Après la transmission du plan stratégique national (PSN) à la Commission européenne le 23 décembre, « nous devons préparer l’État français à être prêt pour le déploiement de la nouvelle Pac dès le 1 er janvier 2023 », annonce le ministre qui souhaite éviter « les campagnes désastreuses de 2015 et 2016 ». Alors que 2021 a constitué une année exemplaire sur le plan des paiements Pac, Julien Denormandie entend faire du respect du calendrier un acquis, grâce à des investissements dans les moyens de l’État. L’Agence de services et de paiement (ASP) qui gère les paiements Pac, verra son budget augmenter de 13 M€ pour que les moyens financiers et humains soient suffisants. 

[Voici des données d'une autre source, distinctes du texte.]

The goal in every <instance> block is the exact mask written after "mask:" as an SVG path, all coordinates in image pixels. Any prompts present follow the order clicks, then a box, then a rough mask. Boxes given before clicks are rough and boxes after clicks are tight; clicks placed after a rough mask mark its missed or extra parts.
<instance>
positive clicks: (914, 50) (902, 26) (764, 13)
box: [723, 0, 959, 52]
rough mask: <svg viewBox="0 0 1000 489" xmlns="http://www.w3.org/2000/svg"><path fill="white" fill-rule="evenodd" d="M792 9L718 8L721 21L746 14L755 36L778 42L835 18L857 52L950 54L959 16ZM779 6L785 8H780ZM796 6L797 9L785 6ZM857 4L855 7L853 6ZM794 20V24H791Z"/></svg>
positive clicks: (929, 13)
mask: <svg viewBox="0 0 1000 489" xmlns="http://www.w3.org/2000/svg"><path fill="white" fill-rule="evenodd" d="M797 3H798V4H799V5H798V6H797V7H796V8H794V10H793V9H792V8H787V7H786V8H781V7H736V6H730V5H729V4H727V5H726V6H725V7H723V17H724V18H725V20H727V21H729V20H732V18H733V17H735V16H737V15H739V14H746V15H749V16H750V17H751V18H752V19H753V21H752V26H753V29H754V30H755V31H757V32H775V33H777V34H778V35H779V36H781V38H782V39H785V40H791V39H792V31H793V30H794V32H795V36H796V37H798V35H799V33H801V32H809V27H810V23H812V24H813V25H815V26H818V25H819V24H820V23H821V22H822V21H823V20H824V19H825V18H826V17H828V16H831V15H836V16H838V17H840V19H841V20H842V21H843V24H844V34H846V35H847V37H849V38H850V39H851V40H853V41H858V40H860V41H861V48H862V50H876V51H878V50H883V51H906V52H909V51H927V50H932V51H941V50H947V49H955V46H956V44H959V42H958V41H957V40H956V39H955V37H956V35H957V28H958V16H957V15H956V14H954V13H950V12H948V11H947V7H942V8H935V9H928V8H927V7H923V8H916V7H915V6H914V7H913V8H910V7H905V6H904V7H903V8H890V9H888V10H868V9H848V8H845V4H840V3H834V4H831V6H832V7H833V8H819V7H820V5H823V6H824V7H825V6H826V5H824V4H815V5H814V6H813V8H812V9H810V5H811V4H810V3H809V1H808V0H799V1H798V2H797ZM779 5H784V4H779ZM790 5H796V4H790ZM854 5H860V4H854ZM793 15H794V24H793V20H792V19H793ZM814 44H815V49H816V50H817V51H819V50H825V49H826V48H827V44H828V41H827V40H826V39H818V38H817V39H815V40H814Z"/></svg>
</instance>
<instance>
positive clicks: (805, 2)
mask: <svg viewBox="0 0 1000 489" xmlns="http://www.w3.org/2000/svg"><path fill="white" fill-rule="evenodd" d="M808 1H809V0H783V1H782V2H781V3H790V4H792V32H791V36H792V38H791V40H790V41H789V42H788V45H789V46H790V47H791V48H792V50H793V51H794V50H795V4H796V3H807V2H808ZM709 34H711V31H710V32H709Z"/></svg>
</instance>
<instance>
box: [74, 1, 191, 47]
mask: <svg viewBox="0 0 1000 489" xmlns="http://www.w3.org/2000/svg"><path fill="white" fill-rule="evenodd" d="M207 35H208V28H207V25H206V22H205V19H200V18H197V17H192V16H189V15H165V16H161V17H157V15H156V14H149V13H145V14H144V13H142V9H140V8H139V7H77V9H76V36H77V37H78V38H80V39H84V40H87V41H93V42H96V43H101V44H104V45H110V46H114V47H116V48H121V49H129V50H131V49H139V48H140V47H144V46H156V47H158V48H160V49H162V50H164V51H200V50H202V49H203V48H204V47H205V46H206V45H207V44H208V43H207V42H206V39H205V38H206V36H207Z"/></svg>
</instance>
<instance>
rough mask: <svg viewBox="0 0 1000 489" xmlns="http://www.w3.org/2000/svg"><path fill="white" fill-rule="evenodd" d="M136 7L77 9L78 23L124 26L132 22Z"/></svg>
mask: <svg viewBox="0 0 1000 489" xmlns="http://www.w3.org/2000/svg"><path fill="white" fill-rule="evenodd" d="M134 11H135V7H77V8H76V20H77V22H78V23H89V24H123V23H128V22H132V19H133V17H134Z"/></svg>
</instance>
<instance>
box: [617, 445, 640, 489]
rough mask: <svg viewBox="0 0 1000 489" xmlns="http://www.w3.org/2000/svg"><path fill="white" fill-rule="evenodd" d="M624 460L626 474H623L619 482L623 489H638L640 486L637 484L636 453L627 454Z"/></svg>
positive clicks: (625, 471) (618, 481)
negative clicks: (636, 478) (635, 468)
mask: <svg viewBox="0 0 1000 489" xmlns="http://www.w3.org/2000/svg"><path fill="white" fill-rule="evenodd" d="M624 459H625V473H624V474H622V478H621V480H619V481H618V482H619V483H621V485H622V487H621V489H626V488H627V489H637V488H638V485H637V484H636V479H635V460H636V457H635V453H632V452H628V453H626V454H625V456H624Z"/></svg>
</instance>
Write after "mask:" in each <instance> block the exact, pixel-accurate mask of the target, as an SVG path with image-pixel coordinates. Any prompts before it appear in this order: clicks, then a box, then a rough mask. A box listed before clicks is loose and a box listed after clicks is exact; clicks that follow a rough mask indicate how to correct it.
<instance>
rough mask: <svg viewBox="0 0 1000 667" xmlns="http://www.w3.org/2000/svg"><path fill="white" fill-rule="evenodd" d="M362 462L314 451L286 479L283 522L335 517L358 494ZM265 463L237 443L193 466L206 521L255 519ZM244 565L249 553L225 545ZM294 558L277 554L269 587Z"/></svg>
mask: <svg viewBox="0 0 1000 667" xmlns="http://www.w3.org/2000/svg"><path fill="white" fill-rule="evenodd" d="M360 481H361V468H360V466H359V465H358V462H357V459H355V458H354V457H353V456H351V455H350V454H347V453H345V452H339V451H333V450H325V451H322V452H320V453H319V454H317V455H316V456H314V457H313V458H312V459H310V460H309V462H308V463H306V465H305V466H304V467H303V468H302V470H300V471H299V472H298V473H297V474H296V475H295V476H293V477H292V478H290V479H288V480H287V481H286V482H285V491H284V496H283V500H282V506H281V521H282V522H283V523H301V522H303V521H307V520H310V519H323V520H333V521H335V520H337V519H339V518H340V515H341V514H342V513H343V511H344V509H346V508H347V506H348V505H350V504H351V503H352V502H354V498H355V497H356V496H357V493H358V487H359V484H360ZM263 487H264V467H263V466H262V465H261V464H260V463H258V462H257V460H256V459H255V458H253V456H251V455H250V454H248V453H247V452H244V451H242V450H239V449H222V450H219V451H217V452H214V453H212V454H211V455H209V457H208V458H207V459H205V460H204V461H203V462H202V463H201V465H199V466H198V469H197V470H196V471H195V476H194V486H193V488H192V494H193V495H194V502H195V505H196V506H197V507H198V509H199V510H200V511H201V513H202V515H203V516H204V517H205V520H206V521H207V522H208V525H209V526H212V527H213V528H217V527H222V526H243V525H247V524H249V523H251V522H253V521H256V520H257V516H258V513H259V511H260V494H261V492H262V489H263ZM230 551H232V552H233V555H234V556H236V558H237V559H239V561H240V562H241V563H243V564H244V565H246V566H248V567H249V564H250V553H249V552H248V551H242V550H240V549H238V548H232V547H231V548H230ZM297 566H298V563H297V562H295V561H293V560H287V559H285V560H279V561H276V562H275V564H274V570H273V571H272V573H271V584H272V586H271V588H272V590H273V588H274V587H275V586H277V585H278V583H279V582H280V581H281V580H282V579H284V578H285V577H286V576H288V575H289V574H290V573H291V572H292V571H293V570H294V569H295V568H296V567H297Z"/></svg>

Egalim 2, Varenne de l’eau, présidence française de l’UE : les prochaines priorités

Enfin, si le quinquennat s’achève dans un peu plus de trois mois, le travail se poursuivra jusqu’au dernier instant, insiste le ministre qui a fait la liste des « priorités non exhaustives ». Les négociations commerciales feront par exemple l’objet d’une attention particulière, avec la mise en œuvre de la loi Egalim 2, et les contrôles de la DGCCRF seront multipliés par quatre. Cependant, « le consommateur lui aussi a un rôle à jouer pour donner de la valeur l’agriculture », rappelle Julien Denormandie, et sur cette question, l’information sur l’origine est primordiale. Le décret pour imposer l’indication de l’origine des viandes dans toute la restauration hors domicile sera examiné le 11 janvier au Conseil d’État et pourra, s’il est validé, paraître dans la foulée, indique le ministre.

Parmi les autres grands chantiers figurent les travaux du Varenne de l’eau, dans le cadre de l’adaptation de l’agriculture au changement climatique. Dans ce cadre, le projet de loi sur la refonte du système d’assurance récolte doit être présenté le 6 janvier à la commission des Affaires économiques de l’Assemblée nationale, puis dans l’hémicycle la semaine prochaine, et le 10 février au Sénat « pour une adoption, je l’espère, dans la foulée », précise Julien Denormandie.

Enfin, dans le cadre de la présidence française de l’Union européenne, Julien Denormandie, qui présidera le premier conseil des ministres de l’agriculture le 17 janvier, sera particulièrement attentif aux distorsions de concurrence au sein du marché commun. Il souhaite notamment avoir une vue d’ensemble des différents plans stratégiques nationaux, à partir de mars (à ce jour, seuls une quinzaine de pays ont rendu leur PSN). Plus globalement, les clauses miroirs et la réciprocité des normes seront un des principaux sujets que la France mettra sur la table.